Minął rok, odkąd na jednym z drzew w Parczewie pojawił się, jak twierdzą mieszkańcy, wizerunek Jezusa. Na miejscu nie ma już gapiów ani pielgrzymów, a o Jezusie z Parczewa pamiętają nieliczni. Przedstawiciele Kościoła już wcześniej przekonywali, że na dębie nie doszło do żadnego cudu, ale potrzeba było czasu, by większość ludzi przestała w to wierzyć.
Rocznica cudu w Parczewie. Jezusa nadal widać
Wyblakły, ale jest – mówi o Jezusie z Parczewa mieszkanka miasteczka, którą cytuje lublin.wyborcza.pl. Od miejscowego “cudu” minął ponad rok, ale ludzie zdążyli już prawie zapomnieć o tym miejscu. Dąb, na którym rzekomo widać wizerunek Jezusa, przyciągał nie tylko lokalnych mieszkańców, ale również pielgrzymki z innych regionów Polski. Działo się tak, mimo że Kościół od samego początku dementował, by w Parczewie doszło do objawienia Jezusa.
– Żadnych ruchów z naszej strony nie było i nie będzie, bo trudno o tym zdarzeniu mówić w kategoriach religijnych. Nikt z wiernych się do nas nie zgłaszał. Jak widać, było to chwilowe zjawisko. Może moda, może ciekawość, które przeminęły – mówi ks. Andrzej Karwowski, rzecznik prasowy diecezji siedleckiej w rozmowie z serwisem lublin.wyborcza.pl. Dalsza część tekstu poniżej.
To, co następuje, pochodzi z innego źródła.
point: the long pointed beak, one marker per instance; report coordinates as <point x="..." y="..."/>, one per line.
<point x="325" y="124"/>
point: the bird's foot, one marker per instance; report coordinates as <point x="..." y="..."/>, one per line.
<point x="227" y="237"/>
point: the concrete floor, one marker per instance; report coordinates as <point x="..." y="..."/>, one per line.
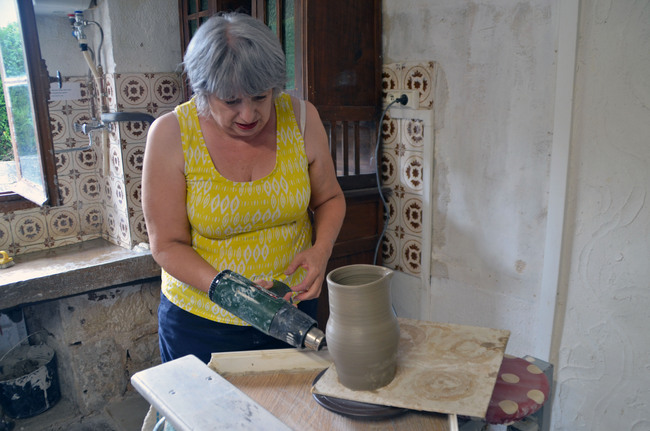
<point x="126" y="415"/>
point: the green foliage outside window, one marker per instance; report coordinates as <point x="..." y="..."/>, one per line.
<point x="14" y="65"/>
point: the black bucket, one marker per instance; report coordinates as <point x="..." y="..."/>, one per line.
<point x="29" y="382"/>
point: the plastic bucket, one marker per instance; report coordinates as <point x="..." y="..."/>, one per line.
<point x="29" y="382"/>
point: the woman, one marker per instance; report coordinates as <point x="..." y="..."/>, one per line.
<point x="229" y="182"/>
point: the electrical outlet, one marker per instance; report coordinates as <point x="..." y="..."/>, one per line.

Mimo to pod Jezusem z Parczewa zatrzymują się jeszcze pojedyncze osoby, by pomodlić się, a przynajmniej przeżegnać. Pod dębem nadal widać kwiaty, a do tego trzy elektryczne znicze. Są ludzie, którzy nadal wierzą w kult tego miejsca, a jeden z wiernych zastanawia się, czy tej sprawy nie powinien ktoś wyjaśnić. Większość osób cieszy się jednak, że drzewo nie przechodzi już oblężenia, bo dzięki temu znowu mają święty spokój.